Now pruning anything can be nerve-racking. The good thing to remember is that most plants, including roses, are forgiving so take a deep breath.

The second tip is to take your time.  When I first started pruning, I tied pieces of yarn and old bread ties where I was thinking of cutting. I would adjust the cutting plan before actually making the cut. If I made a cut and didn't like it, I would remind myself of tip number one.

After trying several different approaches, here is how I start. I first remove any and all dead stems, that usually gives a better view of what's left behind and what you should trim next. Go slowly; some branches that are dead may only be dormant. If in doubt, first scrape the branch gently with your fingernail to expose what's underneath. If it's green, that branch is still alive.

Some branches may be yellow green; that means it may be dying but it could rally with a little help so don’t give up on it just yet. Definitely mark that rose for a little extra soil conditioning and give each plant ¼ cup dried coffee grounds, half to one banana peel and 2 tablespoons Epsom salt mixed together. I also add crushed egg shells and dried orange peels when I have them. Feed once a month through the growing season.

You want to keep a shape that leaves air circulating through the center so remove branches that crisscross or are in-growing.

Now that the dead branches are gone, and then the criss-crossing ones have been removed, what is left is almost done.

Look for the pink nodes facing outwards, that's where you want to cut to encourage growth.

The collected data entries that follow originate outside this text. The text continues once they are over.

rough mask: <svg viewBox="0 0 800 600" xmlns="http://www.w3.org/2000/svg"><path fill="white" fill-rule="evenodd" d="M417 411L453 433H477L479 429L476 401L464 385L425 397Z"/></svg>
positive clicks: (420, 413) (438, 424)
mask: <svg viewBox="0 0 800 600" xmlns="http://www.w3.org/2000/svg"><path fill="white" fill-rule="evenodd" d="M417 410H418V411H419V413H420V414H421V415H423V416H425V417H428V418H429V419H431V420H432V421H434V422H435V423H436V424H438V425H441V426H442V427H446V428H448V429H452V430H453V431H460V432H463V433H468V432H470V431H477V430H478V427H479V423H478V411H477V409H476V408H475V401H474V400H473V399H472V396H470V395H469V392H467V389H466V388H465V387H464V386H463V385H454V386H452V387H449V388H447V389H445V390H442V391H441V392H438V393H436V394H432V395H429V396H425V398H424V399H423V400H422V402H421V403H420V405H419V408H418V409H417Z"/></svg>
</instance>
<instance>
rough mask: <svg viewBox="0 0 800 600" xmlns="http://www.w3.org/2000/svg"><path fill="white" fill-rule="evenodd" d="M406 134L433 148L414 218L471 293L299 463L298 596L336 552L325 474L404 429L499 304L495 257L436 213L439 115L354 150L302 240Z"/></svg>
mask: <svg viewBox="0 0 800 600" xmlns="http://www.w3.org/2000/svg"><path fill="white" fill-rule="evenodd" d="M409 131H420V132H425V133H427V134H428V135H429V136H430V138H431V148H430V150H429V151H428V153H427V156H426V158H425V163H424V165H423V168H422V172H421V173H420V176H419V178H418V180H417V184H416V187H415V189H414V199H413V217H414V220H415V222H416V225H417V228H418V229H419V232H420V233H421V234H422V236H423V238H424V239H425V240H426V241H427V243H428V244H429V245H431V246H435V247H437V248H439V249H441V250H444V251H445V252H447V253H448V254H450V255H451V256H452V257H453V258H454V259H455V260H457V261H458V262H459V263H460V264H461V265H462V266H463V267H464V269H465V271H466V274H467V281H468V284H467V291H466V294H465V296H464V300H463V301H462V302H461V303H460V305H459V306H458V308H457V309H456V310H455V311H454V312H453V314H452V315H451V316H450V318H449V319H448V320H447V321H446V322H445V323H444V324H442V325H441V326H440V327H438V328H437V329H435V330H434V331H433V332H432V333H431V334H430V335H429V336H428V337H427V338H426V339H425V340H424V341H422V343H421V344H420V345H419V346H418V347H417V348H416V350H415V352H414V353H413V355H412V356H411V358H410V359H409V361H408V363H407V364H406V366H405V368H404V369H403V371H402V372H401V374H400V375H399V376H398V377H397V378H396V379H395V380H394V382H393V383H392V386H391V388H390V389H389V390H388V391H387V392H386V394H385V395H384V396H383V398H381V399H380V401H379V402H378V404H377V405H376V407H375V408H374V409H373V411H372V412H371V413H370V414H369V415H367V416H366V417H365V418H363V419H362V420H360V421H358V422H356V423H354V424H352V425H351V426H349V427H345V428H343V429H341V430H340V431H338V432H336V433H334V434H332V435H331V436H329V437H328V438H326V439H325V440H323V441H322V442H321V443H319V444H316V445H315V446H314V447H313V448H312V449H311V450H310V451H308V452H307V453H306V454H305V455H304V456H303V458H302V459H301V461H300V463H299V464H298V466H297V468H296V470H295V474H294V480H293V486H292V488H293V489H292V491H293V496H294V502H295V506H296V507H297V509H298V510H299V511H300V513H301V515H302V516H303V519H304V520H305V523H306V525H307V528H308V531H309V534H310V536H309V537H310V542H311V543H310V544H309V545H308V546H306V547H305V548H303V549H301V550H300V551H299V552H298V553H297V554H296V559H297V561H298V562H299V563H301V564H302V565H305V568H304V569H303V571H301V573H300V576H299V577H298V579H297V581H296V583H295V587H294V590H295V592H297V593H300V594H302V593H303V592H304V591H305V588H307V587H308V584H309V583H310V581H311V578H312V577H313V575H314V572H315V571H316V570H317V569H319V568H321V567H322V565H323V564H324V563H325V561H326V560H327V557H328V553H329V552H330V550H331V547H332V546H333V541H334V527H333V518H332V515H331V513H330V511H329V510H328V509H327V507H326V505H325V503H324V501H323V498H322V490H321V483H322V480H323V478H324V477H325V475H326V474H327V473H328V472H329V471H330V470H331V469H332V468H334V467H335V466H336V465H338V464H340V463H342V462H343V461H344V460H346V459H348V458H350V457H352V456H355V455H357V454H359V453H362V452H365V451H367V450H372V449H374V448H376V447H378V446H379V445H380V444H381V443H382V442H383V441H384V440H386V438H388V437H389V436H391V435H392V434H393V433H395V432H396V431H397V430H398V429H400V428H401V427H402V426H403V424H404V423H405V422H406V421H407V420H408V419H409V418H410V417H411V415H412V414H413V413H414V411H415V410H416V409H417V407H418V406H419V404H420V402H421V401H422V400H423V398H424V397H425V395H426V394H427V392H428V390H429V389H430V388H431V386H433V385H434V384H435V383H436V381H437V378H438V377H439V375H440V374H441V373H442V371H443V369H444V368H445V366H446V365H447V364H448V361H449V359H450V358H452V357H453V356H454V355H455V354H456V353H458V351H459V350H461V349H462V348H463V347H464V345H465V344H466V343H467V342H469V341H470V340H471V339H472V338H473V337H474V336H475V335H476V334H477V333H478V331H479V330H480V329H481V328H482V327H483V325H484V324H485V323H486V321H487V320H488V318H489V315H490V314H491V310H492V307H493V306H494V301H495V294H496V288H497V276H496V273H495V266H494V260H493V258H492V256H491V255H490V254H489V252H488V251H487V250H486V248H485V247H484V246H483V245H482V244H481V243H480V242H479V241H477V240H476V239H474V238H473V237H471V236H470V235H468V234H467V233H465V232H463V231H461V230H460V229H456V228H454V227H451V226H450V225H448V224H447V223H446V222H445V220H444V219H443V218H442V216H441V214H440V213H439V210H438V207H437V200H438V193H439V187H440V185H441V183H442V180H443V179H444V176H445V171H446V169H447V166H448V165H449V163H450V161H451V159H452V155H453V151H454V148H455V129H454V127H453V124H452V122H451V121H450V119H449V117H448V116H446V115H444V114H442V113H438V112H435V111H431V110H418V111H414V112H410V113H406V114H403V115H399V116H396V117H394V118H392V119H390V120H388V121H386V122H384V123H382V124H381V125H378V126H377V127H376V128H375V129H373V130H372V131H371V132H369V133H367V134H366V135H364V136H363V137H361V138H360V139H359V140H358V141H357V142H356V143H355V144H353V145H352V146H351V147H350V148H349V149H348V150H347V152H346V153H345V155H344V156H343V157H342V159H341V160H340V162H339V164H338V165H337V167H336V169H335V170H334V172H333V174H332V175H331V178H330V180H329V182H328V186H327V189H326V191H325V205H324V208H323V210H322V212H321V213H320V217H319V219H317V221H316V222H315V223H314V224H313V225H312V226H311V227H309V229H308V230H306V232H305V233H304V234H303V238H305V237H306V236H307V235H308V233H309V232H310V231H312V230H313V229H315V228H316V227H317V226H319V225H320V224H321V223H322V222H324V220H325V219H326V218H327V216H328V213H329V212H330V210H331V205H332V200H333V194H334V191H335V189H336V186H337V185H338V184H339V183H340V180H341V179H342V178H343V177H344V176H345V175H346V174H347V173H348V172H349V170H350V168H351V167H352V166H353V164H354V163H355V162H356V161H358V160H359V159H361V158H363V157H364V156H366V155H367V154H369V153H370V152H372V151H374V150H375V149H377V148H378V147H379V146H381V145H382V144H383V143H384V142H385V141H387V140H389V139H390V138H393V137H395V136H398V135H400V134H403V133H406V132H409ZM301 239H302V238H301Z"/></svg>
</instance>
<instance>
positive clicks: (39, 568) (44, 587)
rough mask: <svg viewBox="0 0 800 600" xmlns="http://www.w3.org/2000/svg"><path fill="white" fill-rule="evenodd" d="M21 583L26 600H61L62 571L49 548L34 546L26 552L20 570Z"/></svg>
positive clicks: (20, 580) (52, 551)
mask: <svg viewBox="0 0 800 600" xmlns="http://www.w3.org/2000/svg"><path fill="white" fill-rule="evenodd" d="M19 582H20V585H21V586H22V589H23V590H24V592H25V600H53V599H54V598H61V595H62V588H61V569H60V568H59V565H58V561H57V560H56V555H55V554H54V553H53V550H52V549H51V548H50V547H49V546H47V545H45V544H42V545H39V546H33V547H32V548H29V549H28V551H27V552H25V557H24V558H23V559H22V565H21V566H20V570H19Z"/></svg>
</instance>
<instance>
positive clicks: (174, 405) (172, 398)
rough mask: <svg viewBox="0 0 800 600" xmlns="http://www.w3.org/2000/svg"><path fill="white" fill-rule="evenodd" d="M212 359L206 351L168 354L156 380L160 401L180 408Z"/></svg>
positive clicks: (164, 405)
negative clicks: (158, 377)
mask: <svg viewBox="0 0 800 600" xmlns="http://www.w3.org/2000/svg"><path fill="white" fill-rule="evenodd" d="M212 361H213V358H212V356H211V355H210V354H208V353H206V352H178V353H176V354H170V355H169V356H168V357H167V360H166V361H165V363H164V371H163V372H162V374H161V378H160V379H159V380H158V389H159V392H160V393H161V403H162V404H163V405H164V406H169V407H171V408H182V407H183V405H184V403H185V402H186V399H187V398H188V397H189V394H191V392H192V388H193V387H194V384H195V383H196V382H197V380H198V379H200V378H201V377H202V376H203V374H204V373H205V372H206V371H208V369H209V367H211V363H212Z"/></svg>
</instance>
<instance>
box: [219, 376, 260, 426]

Look for the pink nodes facing outwards, that's where you want to cut to encourage growth.

Look carefully at what is growing where. Find the pink nodes facing outwards, that’s where the plant will grow. Cut the branch 1/4 inch above the swollen bud at a 45 degree angle, that will encourage the branch to grow outward.

In general, also follow the following guidelines:

If you want your rose bush to be about the same size as it was last year, cut it down by half.

If you want a smaller shrub, prune to one third of its original size.

If you want something larger, prune to two thirds of its original size.

If this is your first year growing roses, prune much lighter at first; I usually wait until at least the second year before doing any pruning.